Return `false` otherwise.

A palindrome reads the same forward and backward. For example:

```text
121
```

is a palindrome because it reads the same from both directions.

But:

```text
-121
```

is not a palindrome, because reversing it gives:

```text
121-
```

The follow-up asks whether we can solve the problem without converting the integer to a string. The input range is `-2^31 <= x <= 2^31 - 1`.

## Input and Output

| Item | Meaning |
|---|---|
| Input | An integer `x` |
| Output | `true` if `x` is a palindrome, otherwise `false` |
| Constraint | `-2^31 <= x <= 2^31 - 1` |
| Follow-up | Solve without converting the integer to a string |

Example function shape:

```python
def isPalindrome(x: int) -> bool:
    ...
```

## Examples

Example 1:

```text
x = 121
```

Output:

```text
true
```

Explanation:

```text
121
```

reads the same forward and backward.

Example 2:

```text
x = -121
```

Output:

```text
false
```

A negative sign appears only on the left side.

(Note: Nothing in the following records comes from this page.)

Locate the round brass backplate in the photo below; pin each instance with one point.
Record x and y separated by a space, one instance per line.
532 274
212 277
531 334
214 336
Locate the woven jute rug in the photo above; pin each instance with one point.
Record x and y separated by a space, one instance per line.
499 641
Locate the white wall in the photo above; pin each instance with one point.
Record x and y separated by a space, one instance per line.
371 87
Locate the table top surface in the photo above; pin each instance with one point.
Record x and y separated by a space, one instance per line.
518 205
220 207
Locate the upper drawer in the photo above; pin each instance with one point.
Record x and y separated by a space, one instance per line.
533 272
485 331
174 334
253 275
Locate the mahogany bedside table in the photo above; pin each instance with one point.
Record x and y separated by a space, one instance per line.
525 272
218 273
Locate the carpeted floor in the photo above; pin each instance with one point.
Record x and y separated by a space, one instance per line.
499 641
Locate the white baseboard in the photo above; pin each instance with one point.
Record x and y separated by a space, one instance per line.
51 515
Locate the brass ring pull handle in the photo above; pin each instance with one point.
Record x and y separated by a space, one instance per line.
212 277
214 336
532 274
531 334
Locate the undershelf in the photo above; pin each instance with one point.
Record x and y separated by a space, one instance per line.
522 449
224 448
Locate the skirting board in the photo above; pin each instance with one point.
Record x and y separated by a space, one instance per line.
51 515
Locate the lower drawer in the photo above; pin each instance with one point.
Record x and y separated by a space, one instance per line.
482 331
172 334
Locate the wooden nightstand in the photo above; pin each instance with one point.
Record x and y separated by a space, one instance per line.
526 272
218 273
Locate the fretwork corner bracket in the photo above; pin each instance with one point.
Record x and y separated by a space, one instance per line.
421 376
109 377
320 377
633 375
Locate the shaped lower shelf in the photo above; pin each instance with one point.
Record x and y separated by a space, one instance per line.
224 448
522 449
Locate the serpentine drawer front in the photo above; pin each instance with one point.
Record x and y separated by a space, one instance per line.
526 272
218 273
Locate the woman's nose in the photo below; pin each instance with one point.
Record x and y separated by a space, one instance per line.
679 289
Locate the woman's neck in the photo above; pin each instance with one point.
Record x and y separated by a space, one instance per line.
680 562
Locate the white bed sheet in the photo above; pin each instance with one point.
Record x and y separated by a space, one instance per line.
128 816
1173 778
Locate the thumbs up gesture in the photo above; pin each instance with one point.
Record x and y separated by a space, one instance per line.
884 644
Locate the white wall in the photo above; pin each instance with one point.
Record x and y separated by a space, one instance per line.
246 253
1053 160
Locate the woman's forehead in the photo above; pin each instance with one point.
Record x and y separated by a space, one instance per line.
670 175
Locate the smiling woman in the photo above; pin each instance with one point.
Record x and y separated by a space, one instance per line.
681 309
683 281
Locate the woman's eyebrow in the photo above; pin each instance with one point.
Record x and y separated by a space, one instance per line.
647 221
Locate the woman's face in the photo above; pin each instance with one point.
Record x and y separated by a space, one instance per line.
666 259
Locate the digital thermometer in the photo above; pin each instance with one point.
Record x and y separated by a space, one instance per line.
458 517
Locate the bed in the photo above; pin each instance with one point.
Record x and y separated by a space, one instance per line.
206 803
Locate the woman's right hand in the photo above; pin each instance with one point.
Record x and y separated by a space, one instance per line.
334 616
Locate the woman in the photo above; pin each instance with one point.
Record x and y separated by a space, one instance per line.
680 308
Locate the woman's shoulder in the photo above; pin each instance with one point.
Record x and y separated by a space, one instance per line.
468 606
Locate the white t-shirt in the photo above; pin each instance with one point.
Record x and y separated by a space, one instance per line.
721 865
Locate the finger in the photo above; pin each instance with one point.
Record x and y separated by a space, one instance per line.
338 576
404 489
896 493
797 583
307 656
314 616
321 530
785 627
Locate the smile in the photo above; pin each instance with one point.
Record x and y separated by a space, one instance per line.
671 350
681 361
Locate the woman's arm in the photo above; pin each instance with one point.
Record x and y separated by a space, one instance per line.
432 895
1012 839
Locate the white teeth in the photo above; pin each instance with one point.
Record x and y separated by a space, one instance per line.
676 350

So a negative number cannot read the same backward.

Example 3:

```text
x = 10
```

Output:

```text
false
```

Reading backward gives:

```text
01
```

which is not the same integer form as:

```text
10
```

## First Thought: Convert to String

The simplest solution is to convert the number to a string and compare it with its reverse.

```python
class Solution:
    def isPalindrome(self, x: int) -> bool:
        s = str(x)
        return s == s[::-1]
```

This works for the basic problem.

But the follow-up asks for a solution without string conversion, so we should solve it with arithmetic.

## Key Insight

We can reverse only the second half of the number.

For example:

```text
x = 1221
```

Take digits from the right side and build a reversed half:

```text
x = 122, reversed_half = 1
x = 12,  reversed_half = 12
```

Now compare:

```text
x == reversed_half
12 == 12
```

So `1221` is a palindrome.

For an odd number of digits:

```text
x = 12321
```

After reversing half:

```text
x = 12, reversed_half = 123
```

The middle digit does not matter.

So we compare:

```text
x == reversed_half // 10
12 == 12
```

This is why the final condition has two cases:

```python
x == reversed_half or x == reversed_half // 10
```

## Early Rejections

Negative numbers cannot be palindromes:

```python
x < 0
```

Numbers ending in `0` also cannot be palindromes unless the number is exactly `0`.

For example:

```text
10
```

would need to read backward as:

```text
01
```

But integers do not keep leading zeros.

So we reject:

```python
x != 0 and x % 10 == 0
```

## Algorithm

1. If `x < 0`, return `False`.
2. If `x` ends in `0` and `x != 0`, return `False`.
3. Set `reversed_half = 0`.
4. While `x > reversed_half`:
   - take the last digit of `x`
   - append it to `reversed_half`
   - remove the last digit from `x`
5. Return whether:
   - `x == reversed_half`, for even digit count
   - or `x == reversed_half // 10`, for odd digit count

## Correctness

At each loop step, we move one digit from the end of `x` into `reversed_half`.

The operation:

```python
reversed_half = reversed_half * 10 + x % 10
```

appends the last digit of `x` to the reversed half.

The operation:

```python
x //= 10
```

removes that digit from `x`.

So after `k` steps:

- `x` contains the original number without its last `k` digits
- `reversed_half` contains those `k` removed digits in reversed order

The loop stops when `reversed_half` has at least as many digits as `x`.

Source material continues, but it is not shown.